Les attentes à l’égard de l’inflation mesurée par l’indice des prix à la consommation global ont monté d’un cran, les deux tiers des entreprises s’attendant désormais à ce que l’inflation se maintienne au-dessus de 3 % pour les deux prochaines années (graphique 11). Comme dans l’enquête précédente, les répondants ont évoqué plusieurs facteurs concourant à une inflation plus élevée, dont :

  • les perturbations des chaînes d’approvisionnement;
  • les prix de l’essence, des autres produits énergétiques et des aliments de base;
  • l’effet des politiques monétaire et budgétaire expansionnistes.

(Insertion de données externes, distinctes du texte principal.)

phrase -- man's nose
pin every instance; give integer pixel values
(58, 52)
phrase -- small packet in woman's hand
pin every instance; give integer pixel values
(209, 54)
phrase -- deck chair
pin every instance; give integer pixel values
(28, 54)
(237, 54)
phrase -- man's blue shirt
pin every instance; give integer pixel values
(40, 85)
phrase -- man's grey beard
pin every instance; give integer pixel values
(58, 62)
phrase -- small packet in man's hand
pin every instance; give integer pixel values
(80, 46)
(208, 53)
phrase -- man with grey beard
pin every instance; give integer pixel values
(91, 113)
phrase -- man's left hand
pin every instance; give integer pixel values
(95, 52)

La pression à la hausse des salaires sur l’inflation a également été citée plus souvent, surtout par les entreprises qui s’attendent à ce que l’inflation demeure au-dessus de la cible de 2 % pendant une plus longue période. En réponse à une question spéciale, la plupart des répondants ont toutefois déclaré s’attendre à ce que les pressions inflationnistes élevées du moment se dissipent avec le temps, et à ce que l’inflation revienne près de la cible d’ici un à trois ans.

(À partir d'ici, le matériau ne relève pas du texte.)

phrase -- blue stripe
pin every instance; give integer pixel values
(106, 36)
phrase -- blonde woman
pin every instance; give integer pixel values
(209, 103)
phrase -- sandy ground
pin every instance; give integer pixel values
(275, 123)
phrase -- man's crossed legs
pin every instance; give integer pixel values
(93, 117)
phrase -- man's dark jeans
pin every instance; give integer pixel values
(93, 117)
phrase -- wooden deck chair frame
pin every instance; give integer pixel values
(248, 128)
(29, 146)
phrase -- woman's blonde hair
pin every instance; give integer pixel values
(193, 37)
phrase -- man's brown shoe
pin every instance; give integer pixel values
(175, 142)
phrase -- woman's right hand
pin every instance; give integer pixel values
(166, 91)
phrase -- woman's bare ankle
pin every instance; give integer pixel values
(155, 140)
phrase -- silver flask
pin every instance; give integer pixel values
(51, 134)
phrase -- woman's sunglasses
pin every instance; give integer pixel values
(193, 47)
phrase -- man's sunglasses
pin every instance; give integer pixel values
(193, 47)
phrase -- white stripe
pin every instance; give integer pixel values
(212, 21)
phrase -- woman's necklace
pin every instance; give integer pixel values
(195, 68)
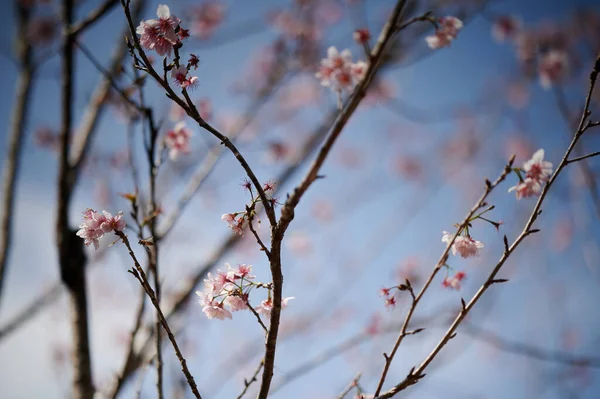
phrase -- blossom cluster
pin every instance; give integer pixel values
(177, 140)
(338, 72)
(445, 33)
(96, 224)
(537, 171)
(227, 292)
(465, 246)
(552, 63)
(163, 35)
(454, 282)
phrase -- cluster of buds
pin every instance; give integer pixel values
(338, 72)
(96, 224)
(237, 220)
(463, 245)
(553, 67)
(389, 294)
(537, 171)
(164, 35)
(227, 292)
(445, 32)
(454, 282)
(177, 140)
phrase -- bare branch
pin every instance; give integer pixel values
(489, 186)
(593, 154)
(15, 137)
(140, 275)
(417, 373)
(249, 382)
(350, 386)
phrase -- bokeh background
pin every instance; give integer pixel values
(410, 164)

Graphique 11 : Les deux tiers des entreprises s’attendent à une inflation supérieure à 3 %

L’indicateur de l’enquête a encore augmenté, porté par le resserrement des capacités et l’élargissement de la demande

L’indicateur de l’enquête est une moyenne pondérée de mesures individuelles calculées à partir des réponses à différentes questions. Il s’est à nouveau inscrit en hausse ce trimestre, en partie en raison de l’amélioration des indicateurs des ventes ainsi que des intentions des entreprises d’investir et d’embaucher davantage (graphique 12, barres jaunes). Les pressions sur la capacité influent aussi sur l’indicateur de l’enquête, l’essentiel de la hausse observée depuis le début de 2021 leur étant attribuable (graphique 12, barres bleues). Dans le passé, les pressions accrues sur la capacité étaient habituellement causées par une forte demande, et elles laissaient présager une hausse de l’activité économique. Mais aujourd’hui, ces pressions sont en grande partie attribuables aux goulots d’étranglement dans les chaînes d’approvisionnement et au resserrement des marchés du travail. Par conséquent, le niveau élevé de l’indicateur de l’enquête est le reflet d’un contexte d’affaires complexe, conjugué à un raffermissement de la confiance des entreprises.

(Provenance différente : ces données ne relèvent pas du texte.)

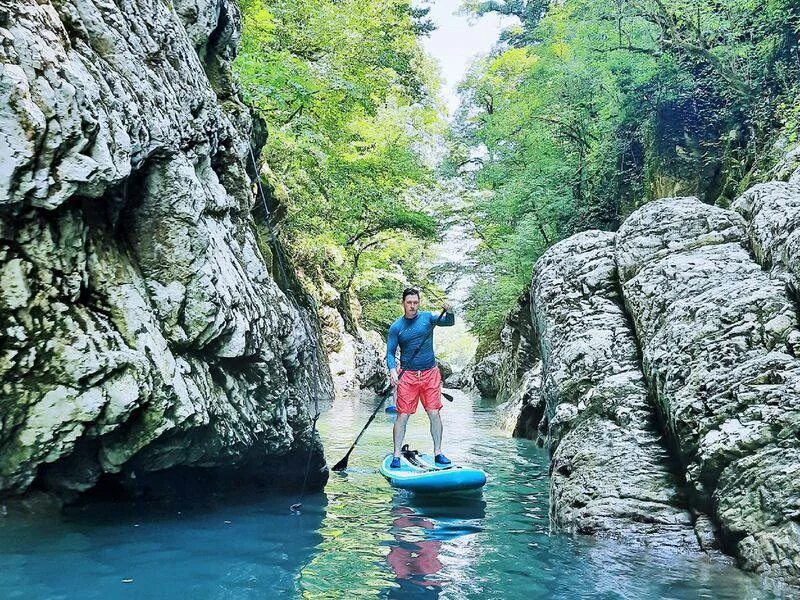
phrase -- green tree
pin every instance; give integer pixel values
(348, 97)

Graphique 12 : Les pressions sur la capacité ont fait monter l’indicateur de l’enquête au cours des trois derniers trimestres


Le présent bulletin contient une synthèse de l’information qui a été obtenue dans le cadre d’entrevues réalisées par le personnel des bureaux régionaux de la Banque auprès des responsables d’une centaine d’entreprises, choisies en fonction de la composition du produit intérieur brut du secteur canadien des entreprises. Les données de cette enquête ont été recueillies par téléphone et par vidéoconférence entre le 15 novembre et le 6 décembre 2021. Le solde des opinions peut varier entre +100 et -100. Les chiffres étant arrondis, le total des pourcentages n’est pas nécessairement égal à 100. Des précisions sur le questionnaire et les réponses obtenues sont présentées dans le site Web de la Banque du Canada. Les résultats de l’enquête constituent un condensé des opinions exprimées par les répondants et ne reflètent pas forcément le point de vue de la Banque du Canada.